Лита с ужасом поднялась на постели, держась руками за сердце, которое билось так, словно хотело выскочить. У нее мелькнула мысль о привидении…

Только потом она сообразила, что шаги слышны за запертой дверью — там, где больная тетушка, — и опять легла, успокаивая себя. Но заснуть она не могла и ворочалась, пока в ставне не вырисовалось красное сердце от солнца, и все это время за стеной она слышала то приближавшиеся, то замиравшие шаги и тихие стоны.

 

IV

Вернувшись к себе, Агния призадумалась. Как-никак появление в доме нового существа, к тому же не взрослого, сложившегося человека, а двенадцатилетней девочки, неизбежно влекло за собой осложнения и налагало обязанности.

Агнию нельзя было назвать злой женщиной, нисколько. Она только была сухой, черствой, эгоистичной натурой. С самого детства никто ее особенно не любил: мать предпочитала некрасивой девочке хорошенькую Мелитину, свой портрет. В ней развились хмурость и неприветливость, свойственные детям, которых не балуют. Мало-помалу она постаралась приобрести влияние на брата и сестер, которые начали невольно подчиняться ее властному характеру и побаиваться ее; это чувство осталось даже тогда, когда все уже вышли из детства. Ранняя самостоятельность и положение почти хозяйки в доме при выживающей из ума и стареющей матери помогли этому, и так вышло, что никто особенно Агнию не любил, никого и она не любила, если не считать младшей сестры Евлалии, к которой у нее было что-то вроде любви.

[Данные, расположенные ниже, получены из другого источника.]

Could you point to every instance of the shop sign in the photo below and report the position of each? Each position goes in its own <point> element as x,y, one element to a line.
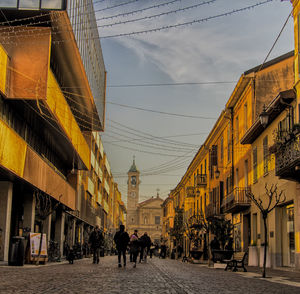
<point>236,218</point>
<point>35,244</point>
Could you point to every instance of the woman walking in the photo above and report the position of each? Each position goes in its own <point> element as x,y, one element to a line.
<point>134,247</point>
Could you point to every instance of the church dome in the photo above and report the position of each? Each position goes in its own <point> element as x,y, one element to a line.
<point>133,168</point>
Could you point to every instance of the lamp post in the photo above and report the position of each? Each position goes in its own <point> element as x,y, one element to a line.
<point>264,117</point>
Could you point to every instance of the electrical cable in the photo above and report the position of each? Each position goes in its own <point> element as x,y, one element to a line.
<point>156,15</point>
<point>148,135</point>
<point>139,10</point>
<point>160,112</point>
<point>229,13</point>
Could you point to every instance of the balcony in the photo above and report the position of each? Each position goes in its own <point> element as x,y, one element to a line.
<point>201,180</point>
<point>190,191</point>
<point>212,210</point>
<point>287,163</point>
<point>236,201</point>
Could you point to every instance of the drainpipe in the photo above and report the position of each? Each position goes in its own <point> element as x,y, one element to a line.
<point>232,148</point>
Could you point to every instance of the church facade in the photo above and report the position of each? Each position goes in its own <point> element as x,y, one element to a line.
<point>143,216</point>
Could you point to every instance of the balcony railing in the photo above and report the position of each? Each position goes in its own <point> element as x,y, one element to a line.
<point>236,201</point>
<point>190,191</point>
<point>212,210</point>
<point>287,160</point>
<point>201,180</point>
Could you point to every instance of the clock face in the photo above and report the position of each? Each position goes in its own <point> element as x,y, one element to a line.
<point>133,181</point>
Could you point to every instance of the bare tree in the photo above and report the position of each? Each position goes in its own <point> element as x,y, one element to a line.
<point>44,208</point>
<point>274,198</point>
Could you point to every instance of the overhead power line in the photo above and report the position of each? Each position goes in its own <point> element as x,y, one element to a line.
<point>170,84</point>
<point>189,22</point>
<point>150,30</point>
<point>156,15</point>
<point>161,112</point>
<point>138,10</point>
<point>163,140</point>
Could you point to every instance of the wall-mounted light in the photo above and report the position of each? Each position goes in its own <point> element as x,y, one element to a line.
<point>264,117</point>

Вторая сестра Агнии, Мелитина (мать Литы), рано вышла замуж, без особенного одобрения сестры и брата, за человека небогатого и не за купца, а за простого «чиновника», как с презрением говорили у Рябининых. Молодые, впрочем, уехали сейчас же после свадьбы в Киев, и на руках у Агнии осталась только Евлалия. Евлалия росла красавицей, живой, своенравной и пылкой, и Агния баловала ее и исполняла все прихоти сестры.

И сейчас Агния покачивала головой, вспоминая, как бывало шумно в старом доме, когда съезжались к Евлалии подруги, как звенел ее голос, распевавший песни с утра до вечера; даже бабушка ворчала про себя: — Ишь, цыганское отродье-то, словно бы сама из хора, прости, Господи!

Но Агния говорила ей:

— Оставьте, бабушка, пускай веселится!.. Вот и довеселилась…

И Агния вздохнула, вспоминая Евлалию, и проговорила:

— Нет уж, довольно и одной… Больше баловства не будет!..

Вошедшей в комнату Марине она сказала:

— Что ж, Бог испытание послал.

Марина понимала свою хозяйку с полуслова и, усаживаясь с обычным вязаньем на стул у притолоки, подтвердила:

— Новую обузу вам, это истинно. Тоже ведь за нее Богу ответ давать!..

Обе повздыхали, потом, как и всегда, Агния взялась за толстую синюю книгу с золотыми буквами и золотым крестом на переплете и, надев очки, принялась за вечернее чтение, чтобы унять свои мысли.

Но, прочтя несколько страниц, она приостановилась и благоговейно подняла глаза к небу, пошептавши краткую молитву. Потом обратилась к Марине:

— Вот, Маринушка! Мы-то так да сяк, а Бог-то вон Он!..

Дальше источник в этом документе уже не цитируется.